Simon for his part, is hiding in the school… In an abandoned area where he runs into a young girl named Mary. She’s one of Virginia Madsen students, and Simon hides the soul in her.
Walken’s Angel has a minion, Who he’s leaning on help him grab some of of Thomas, something that will help him in his search for Simon. Meanwhile, he’s off to torch the other angel’s body, because we don’t want any evidence of what’s going on here. This is where we start to get The text Thomas has, a lost chapter of the Bible that describes a second war in heaven.
The Angel and his minion are off to the desert… You can see the contempt Walkin has for humans in the way he talks to him and when he discovers the soul has been taken from the body he is enraged. Simon managed to pass the soul on just in time though, because Walkin finds him next, and it’s Simon’s turn to burn .
Meanwhile, Thomas’s investigation leads him out to the school where he meets Madsen who is still caring for Mary… Now sick from the strain of having to hold to souls in her. She draws his memories in crayon and dreams of the dead soldier, describing the way Japenese men bleed in the cold. As Walkin’s Gabriel gets closer, Thomas finds himself as the only protector she and Madsen have.

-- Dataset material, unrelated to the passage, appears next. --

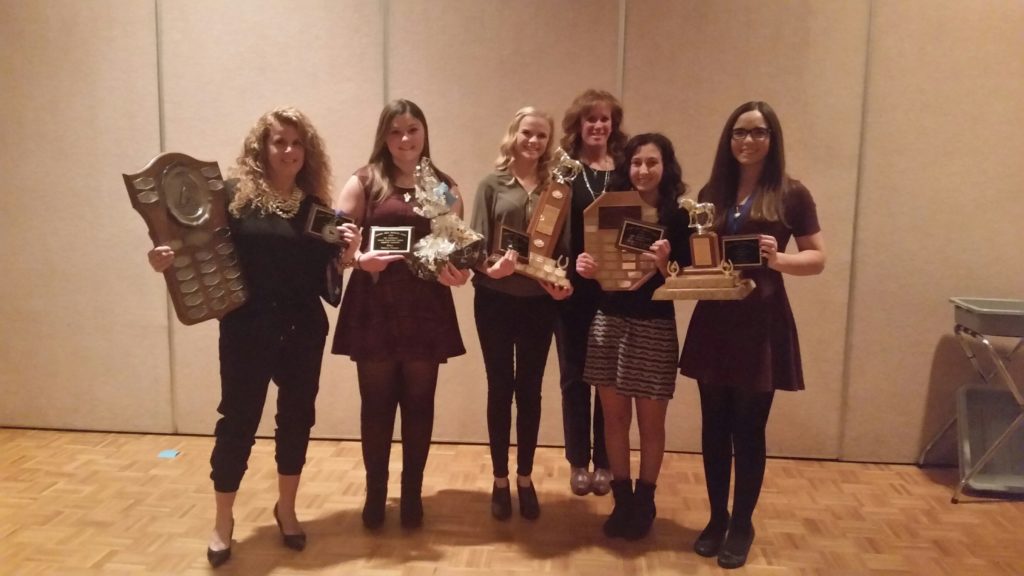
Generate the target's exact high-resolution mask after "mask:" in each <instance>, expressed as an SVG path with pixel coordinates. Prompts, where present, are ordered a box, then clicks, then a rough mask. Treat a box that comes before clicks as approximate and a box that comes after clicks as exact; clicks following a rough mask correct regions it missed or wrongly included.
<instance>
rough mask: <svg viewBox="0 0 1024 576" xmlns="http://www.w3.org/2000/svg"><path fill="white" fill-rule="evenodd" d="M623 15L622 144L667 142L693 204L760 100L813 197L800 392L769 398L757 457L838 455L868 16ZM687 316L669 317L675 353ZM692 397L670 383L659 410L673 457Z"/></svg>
mask: <svg viewBox="0 0 1024 576" xmlns="http://www.w3.org/2000/svg"><path fill="white" fill-rule="evenodd" d="M628 6H629V11H628V14H627V36H626V72H625V107H626V112H627V114H626V117H627V122H626V123H627V125H628V128H629V130H630V131H631V133H640V132H646V131H662V132H664V133H665V134H666V135H668V136H669V137H670V138H672V140H673V142H674V143H675V145H676V152H677V154H678V155H679V157H680V162H681V163H682V165H683V173H684V177H685V179H686V182H687V184H688V186H689V187H690V191H691V194H693V195H696V192H697V191H698V190H699V189H700V187H701V186H702V184H703V183H705V182H706V181H707V179H708V176H709V175H710V173H711V166H712V163H713V161H714V156H715V149H716V147H717V145H718V138H719V135H720V133H721V130H722V126H723V124H724V122H725V120H726V119H727V118H728V116H729V114H730V113H731V112H732V110H733V109H735V107H737V106H739V105H740V104H742V102H744V101H748V100H752V99H761V100H766V101H768V102H770V104H771V105H772V107H773V108H774V109H775V111H776V112H777V113H778V115H779V118H780V120H781V122H782V126H783V128H784V130H785V148H786V160H787V169H788V171H790V172H791V174H792V175H793V176H794V177H796V178H798V179H800V180H802V181H803V182H804V183H805V184H807V187H808V188H809V189H810V190H811V193H812V194H813V195H814V198H815V201H816V203H817V206H818V217H819V219H820V221H821V228H822V233H823V235H824V238H825V240H826V247H827V254H828V263H827V266H826V270H825V273H824V274H823V275H822V276H819V277H814V278H810V279H806V278H795V277H787V278H786V287H787V290H788V292H790V297H791V301H792V303H793V307H794V313H795V315H796V317H797V324H798V327H799V330H800V335H801V342H802V354H803V360H804V375H805V379H806V384H807V390H805V392H802V393H799V394H785V393H783V394H779V395H776V399H775V406H774V408H773V412H774V413H773V415H772V419H771V420H770V423H769V428H770V429H769V434H768V449H769V453H772V454H779V455H801V456H824V457H830V456H836V455H837V454H838V450H839V435H840V422H841V418H840V413H841V401H842V390H843V372H842V370H843V355H844V338H845V329H846V314H847V294H848V286H849V280H850V254H851V246H852V230H853V214H854V200H855V197H856V189H857V159H858V147H859V143H860V139H859V132H860V120H861V98H862V95H863V78H864V50H865V47H866V40H867V14H868V9H867V4H866V2H842V3H841V2H814V1H804V2H788V3H784V4H783V3H778V2H771V3H765V2H756V1H736V0H731V1H727V2H715V3H710V2H699V1H687V2H660V1H653V0H649V1H631V2H629V4H628ZM795 249H796V247H795V246H791V251H793V250H795ZM692 310H693V306H692V304H688V303H687V304H677V314H678V320H679V325H680V339H681V340H682V339H683V338H684V337H685V327H686V325H687V323H688V322H689V317H690V315H691V313H692ZM695 387H696V386H695V383H694V382H693V381H692V380H690V379H689V378H685V377H682V376H681V377H680V378H679V394H678V395H677V397H676V400H675V401H674V402H673V403H672V404H671V405H670V414H669V448H670V449H676V450H694V451H699V448H700V435H699V431H700V409H699V401H698V398H697V394H696V390H695Z"/></svg>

We are about halfway through the movie when we get the plot – there is still war in heaven, and affection of angels are jealous that God loves humans and not them. It’s the same basic elements that we would get in every other sequel, but it’s never done better than in this first film. I know, big surprise – the original film is superior to all the sequels, but to be fair – that’s not always true. A lot of times the real mythology of a series, its heart, shows up on the second or third film (fr instance, we never hear about Ash working at “S” mart until the third Evild Dead movie. We don’t get Jason’s hockey mask until the third Friday movie. Heck, Luke dosen’t even find out Darth Vader is is father until the second Star Wars movie…..spoiler alert by the way). Not so here, the Prophecy is born with it’s lore and mythos fully realized. Its engaging and original, but only once. Despite being one of those typical 90s horror movies with no blood, latex, or monsters, it surprisingly stands up to the test of time and ended up being a much better film than what I was expecting with shocking number of familiar faces.